Campus Politik
TISS: Biometrics for accuracy or a veiled threat of surveillance?
In an email on October 10, 2016, the students of Tata Institute of Social Sciences, Mumbai were informed that the manual process of taking attendance in classes is going to be replaced by biometric recording. The email states that the process of mounting the wall devices in the classrooms has already begun. Fingerprint enrolment will also be started shortly.

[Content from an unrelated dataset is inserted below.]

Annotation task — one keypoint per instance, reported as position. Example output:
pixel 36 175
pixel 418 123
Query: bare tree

Tata Institute of Social Sciences already has a very strict attendance policy. It is a must to have 75% attendance in order to be allowed to sit for the examinations. Even with medical conditions, the absenteeism cannot go beyond 33%. People with extreme medical conditions also are not exempted. In case they do not have 67% attendance, they are barred from appearing in the exams and have to give supplementary examinations, which is mentioned in their final mark sheets. As a result of having to give supplementary exams, students are barred from applying for any foreign exchange programs, or even scholarships that are given by the institutions. With the outbreak of dengue and chicken pox in the campus last year, many students from financially weaker backgrounds, had to suffer the consequences of this draconian attendance rule, as they failed to fulfil the attendance requirements and were therefore barred from applying for exchange programs and scholarships. In many universities like University of Delhi, the students in post graduate courses are not as strictly bound by attendance rules. The minimum requirements to appear in examinations is 66% and if under medical condition a student is not able to attend 66% of the total classes held, they are allowed to appear in the examinations provided they have submitted required medical certificates and prescriptions. If during the examinations students cannot appear for particular paper(s), they are allowed to appear in the next year and there is no alteration made in their final mark sheet nor are they barred from applying for scholarships and exchange programs.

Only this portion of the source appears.